On basin hyposmetry and the morphodynamic response of coastal inlet systems

Abstract

The exchange of water and entrained material between coastal basins and the inner continental shelf reduces to the problem of polarized transport (flood +, ebb —) in the conveyance channels routing flow through a coastal inlet. Here the net long-term movement of materials is largely a function of the fluid velocity and discharge — variables whose time history at-a-station contains both periodic and aperiodic elements. In this paper the importance of the major periodic elements in coastal inlet flows and their potential contribution to the net transport of bedload materials is discussed. With the aid of a numerical model featuring a closed hypsometric (area-height) representation of basin storage-volume—channel-flow relationships in a typical basin and inlet system at Wachapreague, Virginia, on the East Coast of the United States were studied to determine present mechanisms for inducing net flood or ebb bedload transport. The basin hypsometry and channel dimensions of the prototype system were then varied in the model to simulate other conditions that may have prevailed during earlier stages of basin evolution. Given a sine wave input to the model, the principal lunar semidiurnal constituent (M 2) and its first-harmonic overtide (M 4) respond in a predictable way to differences in basin hypsometry and channel configuration, and these constituents in turn account for distinctive rise and fall duration differences observed in the mean tide within the basin. These distortions in basin tides are also reflected at-a-station in the time histories of channel discharge and velocity in the form of greater peak magnitudes during ebb or flood depending upon which phase has the shorter duration, and depending in some instances on a further modulation by basin hypsometry and channel cross-sectional area.
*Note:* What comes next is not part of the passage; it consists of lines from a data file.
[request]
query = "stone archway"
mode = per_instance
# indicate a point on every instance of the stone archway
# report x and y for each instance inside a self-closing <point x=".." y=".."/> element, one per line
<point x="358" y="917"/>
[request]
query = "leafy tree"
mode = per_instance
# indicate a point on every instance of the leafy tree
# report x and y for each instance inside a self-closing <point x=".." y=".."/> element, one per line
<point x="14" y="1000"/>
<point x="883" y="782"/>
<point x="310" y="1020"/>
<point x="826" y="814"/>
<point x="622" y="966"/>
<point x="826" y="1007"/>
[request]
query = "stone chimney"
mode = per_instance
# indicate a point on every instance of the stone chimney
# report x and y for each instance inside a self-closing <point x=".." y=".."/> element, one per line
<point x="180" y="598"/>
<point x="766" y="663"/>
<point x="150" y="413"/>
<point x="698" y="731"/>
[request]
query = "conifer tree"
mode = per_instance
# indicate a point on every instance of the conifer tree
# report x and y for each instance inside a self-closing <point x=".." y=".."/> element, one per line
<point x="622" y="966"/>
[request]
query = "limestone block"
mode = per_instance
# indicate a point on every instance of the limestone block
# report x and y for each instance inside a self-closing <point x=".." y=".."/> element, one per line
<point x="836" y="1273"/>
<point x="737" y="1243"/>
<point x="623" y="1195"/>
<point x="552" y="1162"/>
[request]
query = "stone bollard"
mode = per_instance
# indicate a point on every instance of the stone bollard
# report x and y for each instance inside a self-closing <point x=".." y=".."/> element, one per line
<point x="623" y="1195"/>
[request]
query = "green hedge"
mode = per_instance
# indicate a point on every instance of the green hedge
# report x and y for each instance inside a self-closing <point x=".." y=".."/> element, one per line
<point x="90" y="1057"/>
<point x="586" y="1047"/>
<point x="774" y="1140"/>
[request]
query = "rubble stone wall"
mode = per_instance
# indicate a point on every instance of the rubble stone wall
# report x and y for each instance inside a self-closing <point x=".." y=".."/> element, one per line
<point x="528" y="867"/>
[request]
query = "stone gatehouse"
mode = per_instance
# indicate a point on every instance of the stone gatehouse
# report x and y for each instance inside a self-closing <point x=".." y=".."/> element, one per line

A consistent imbalance between peak flows of opposing direction is a plausible mechanism for long-term, net transport of bottom sedimentary materials. Thus it appears that a systematic contribution toward either flood or ebb dominance in channel flows can arise through complex periodic tides that exist as a result of specific morphological features in basin and inlet systems. The primary significance of these periodic mechanisms may lie in their apparent sensitivity to changes in basin hypsometry.